Alternatives are tried from left to right, so the first alternative found for which the entire expression matches, is the one that is chosen. This means that alternatives are not necessarily greedy. For example: when matching foo|foot against barefoot, only the foo part will match, as that is the first alternative tried, and it successfully matches the target string.

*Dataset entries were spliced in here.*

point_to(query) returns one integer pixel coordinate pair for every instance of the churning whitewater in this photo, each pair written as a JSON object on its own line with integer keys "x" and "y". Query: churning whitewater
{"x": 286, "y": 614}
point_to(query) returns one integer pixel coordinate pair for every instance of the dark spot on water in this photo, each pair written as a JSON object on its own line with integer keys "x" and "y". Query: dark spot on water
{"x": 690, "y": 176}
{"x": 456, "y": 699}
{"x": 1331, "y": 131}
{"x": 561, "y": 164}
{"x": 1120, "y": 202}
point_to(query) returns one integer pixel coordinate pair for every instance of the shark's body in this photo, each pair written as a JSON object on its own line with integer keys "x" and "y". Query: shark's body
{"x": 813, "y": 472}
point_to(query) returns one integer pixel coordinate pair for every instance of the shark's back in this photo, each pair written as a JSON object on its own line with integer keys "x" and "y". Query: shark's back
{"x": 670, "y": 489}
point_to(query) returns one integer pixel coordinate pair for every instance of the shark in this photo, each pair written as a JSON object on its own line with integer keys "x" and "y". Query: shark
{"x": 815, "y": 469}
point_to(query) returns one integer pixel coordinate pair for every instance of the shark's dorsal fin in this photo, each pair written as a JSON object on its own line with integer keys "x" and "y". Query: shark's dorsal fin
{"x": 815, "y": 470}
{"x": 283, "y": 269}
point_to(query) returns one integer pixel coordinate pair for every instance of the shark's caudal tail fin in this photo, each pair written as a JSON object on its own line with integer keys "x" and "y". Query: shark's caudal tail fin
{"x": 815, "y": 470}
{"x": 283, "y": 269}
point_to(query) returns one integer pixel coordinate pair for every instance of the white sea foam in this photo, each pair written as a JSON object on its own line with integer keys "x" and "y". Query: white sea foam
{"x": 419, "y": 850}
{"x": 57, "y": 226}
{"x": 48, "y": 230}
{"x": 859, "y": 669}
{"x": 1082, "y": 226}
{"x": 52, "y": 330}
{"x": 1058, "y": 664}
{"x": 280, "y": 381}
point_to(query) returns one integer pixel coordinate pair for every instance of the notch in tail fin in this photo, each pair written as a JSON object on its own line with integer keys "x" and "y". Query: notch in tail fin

Also remember that | is interpreted as a literal within square brackets, so if you write [fee|fie|foe] you're really only matching [feio|].
Examples:
| foo(bar|foo) |
Matches strings foobar or foofoo |
Subexpressions
The bracketing construct ( ... ) may also be used to define Regular Expression subexpressions. Subexpressions are numbered from left to right in order of their opening parenthesis. First subexpression has number 1 (entire Regular Expression match has number 0).
Examples:
| (foobar){8,10} |
Matches strings which contain 8, 9 or 10 instances of the foobar |
| foob([0-9]|a+)r |
Matches foob0r, foob1r , foobar, foobaar, foobaar, etc. |
Backreferences
Metacharacters \1 through \9 are interpreted as backreferences. \n matches previously matched subexpression #n.
Examples:
| (.)\1+ |
Matches aaaa and cc |
| (.+)\1+ |
Matches abab and 123123 |
| (['"]?)(\d+)\1 |
Matches "13" (in double quotes), or '4' (in single quotes) or 77 (without quotes), etc |
Modifiers
Modifiers allows you to change the behaviour of the Regular Expression. Modifiers can be embedded within the Regular Expression itself using the (?...) construct.
| i |
Do case-insensitive pattern matching. |
| m |
Treat string as multiple lines. This changes ^ and $ from matching only at the very beginning or end of the text to the beginning or end of any line anywhere within the text. |
| s |
Treat string as single line. This changes . to match any character whatsoever, even a line separators, which it normally would not match. |
| g |
Switching it off you'll switch all iterators to the non-greedy mode (by default this modifier is on). So, if modifier /g is off then + works as +?, * as *? and so on |
| x |
Extend your pattern's legibility by permitting whitespace and comments (see explanation below). |
The modifier /x itself needs a little more explanation. It tells the Regular Expression to ignore whitespace that is neither backslashed nor within a character class. You can use this to break up your Regular Expression into (slightly) more readable parts. This also means that if you want real whitespace or # characters in the pattern (outside a character class, where they are unaffected by /x), that you'll either have to escape them or encode them using octal or hexadecimal escapes. Taken together, these features go a long way towards making regular expressions text more readable.
|